Julieta is a Yahel Social Change Fellow volunteering in the Ramat Eliyahu neighborhood of Rishon LeZion.
What forces drive someone to leave their home country to immigrate somewhere else? As the daughter of immigrants, and a first-generation immigrant myself, it’s a question I wrestle with often. Understanding others’ migration patterns has always proven to be an interesting topic for me; and understanding Israel’s migration patterns, specifically, never seemed any different. Immigration works both ways in Israel, with many coming to stay and many leaving to seek lives elsewhere. However, the reasons why people come to Israel have struck me as more and more peculiar as I learn about them. Those reasons why people make aliyah are not as comparable to other immigration stories as I once might have thought.
The term aliyah literally means ascension – in the context of Judaism, it refers to people being called up to the bima (podium) to make the blessing before reading from the Torah. Thus, making aliyah is similarly holy in how people are ascending to holy Jerusalem. The Law of Return determines who is eligible for aliyah. The law was intended to counteract the Nazi’s Nuremberg Law and to offer protection to anyone who would have once been targeted by the Nazi German regime; thus, to qualify as a Jew who can make aliyah, one must have at least one Jewish grandparent. Interestingly, those who are not considered Jewish by Orthodox Jewish Laws (Halakha) can therefore still be granted Israeli citizenship.
The reasons for making aliyah differ on an individual basis. However, the traditional reasoning usually seems to be tied to either religious, Zionist, or safety reasons (safety referring to fleeing a bad situation in one’s home country). Someone will feel some sort of pull back to Zion, to the holy land, a pull so strong that it overpowers their desire for comfort in a country they know, and they upend their life to start anew in Israel.
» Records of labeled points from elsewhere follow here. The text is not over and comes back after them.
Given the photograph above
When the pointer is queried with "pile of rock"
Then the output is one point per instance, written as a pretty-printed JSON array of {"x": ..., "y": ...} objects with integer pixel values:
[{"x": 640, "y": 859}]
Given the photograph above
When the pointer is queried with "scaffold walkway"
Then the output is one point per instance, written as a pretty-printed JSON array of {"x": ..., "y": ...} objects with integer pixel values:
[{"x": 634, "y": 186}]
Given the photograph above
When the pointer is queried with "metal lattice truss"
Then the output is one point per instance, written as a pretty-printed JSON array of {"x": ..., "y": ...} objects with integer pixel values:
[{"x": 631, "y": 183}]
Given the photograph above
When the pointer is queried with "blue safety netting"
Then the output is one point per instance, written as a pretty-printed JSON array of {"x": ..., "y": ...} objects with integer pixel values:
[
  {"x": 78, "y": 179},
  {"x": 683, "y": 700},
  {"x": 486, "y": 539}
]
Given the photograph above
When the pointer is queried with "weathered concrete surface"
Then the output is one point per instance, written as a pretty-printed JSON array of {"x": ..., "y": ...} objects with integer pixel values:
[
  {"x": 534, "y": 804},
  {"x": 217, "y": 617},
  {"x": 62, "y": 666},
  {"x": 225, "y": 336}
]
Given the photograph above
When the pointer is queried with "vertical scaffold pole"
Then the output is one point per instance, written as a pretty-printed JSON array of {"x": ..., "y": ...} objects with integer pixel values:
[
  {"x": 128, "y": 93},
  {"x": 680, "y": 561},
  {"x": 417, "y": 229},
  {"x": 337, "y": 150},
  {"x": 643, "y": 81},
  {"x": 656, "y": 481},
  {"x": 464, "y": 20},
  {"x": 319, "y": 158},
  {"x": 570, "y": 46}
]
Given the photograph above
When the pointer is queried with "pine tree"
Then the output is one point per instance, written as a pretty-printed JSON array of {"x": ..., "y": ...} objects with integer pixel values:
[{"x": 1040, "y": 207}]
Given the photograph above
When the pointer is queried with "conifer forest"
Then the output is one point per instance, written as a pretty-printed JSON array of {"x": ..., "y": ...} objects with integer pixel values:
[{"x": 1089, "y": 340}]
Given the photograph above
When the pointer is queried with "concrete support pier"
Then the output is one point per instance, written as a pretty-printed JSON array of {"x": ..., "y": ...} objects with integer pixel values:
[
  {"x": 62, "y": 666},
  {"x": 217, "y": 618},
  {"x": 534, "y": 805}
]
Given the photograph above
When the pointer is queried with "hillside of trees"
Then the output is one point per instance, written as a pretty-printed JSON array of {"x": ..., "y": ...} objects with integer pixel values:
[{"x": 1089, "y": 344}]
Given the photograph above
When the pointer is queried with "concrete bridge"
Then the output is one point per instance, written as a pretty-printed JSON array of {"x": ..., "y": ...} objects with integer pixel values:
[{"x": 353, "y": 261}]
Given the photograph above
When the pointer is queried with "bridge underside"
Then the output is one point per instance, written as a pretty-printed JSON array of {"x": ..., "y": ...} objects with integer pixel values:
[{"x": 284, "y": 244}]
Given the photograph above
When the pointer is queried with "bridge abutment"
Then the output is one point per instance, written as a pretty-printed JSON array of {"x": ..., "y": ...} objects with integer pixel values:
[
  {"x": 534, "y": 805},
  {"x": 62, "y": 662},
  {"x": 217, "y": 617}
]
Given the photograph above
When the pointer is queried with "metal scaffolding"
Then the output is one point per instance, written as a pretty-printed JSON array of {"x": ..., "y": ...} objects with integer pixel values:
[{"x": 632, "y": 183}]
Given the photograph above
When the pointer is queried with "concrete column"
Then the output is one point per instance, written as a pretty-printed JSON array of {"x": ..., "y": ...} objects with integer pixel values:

During Yahel Orientation, we spoke to Ethiopian-Israeli members of the Ramat Eliyahu community, many of whom made Aliyah in the two major waves of aliyot in the 1980s and earlier 1990s. A few commonalities stood out when hearing their stories. All viewed their aliyah as a homecoming, something they had yearned for their entire lives. They also had emigrated due to that yearning rather than because a specific need to evacuate Ethiopia. In many ways, their lives in Ethiopia were quite idyllic — beautiful countryside and tight-knit communities — but the pull to return to Zion was stronger, ultimately choosing to leave and start anew in Israel. Immigration is not what I find novel — it’s this unnameable force that connects diaspora Jews to the Land of Israel so strongly that they uproot their lives.
From the first time I stepped foot in Israel three years ago, people have asked me if plan on making Aaliyah. I always have the same answer; I have no need to leave my home in Canada. It’s only now that I realize that when people ask if I’m making aliyah, they aren’t asking if I want to leave behind Canada, but rather if I feel and identify with that unmistakeable force. While I love Israel, and I am enjoying my extended period of time here and feel extremely connected to my Jewish heritage and to the community I’ve become a part of here, my home is still Toronto. However, as with everything in life, my answer could change. So for now, my answer is no, with an addendum — ask me again in five months.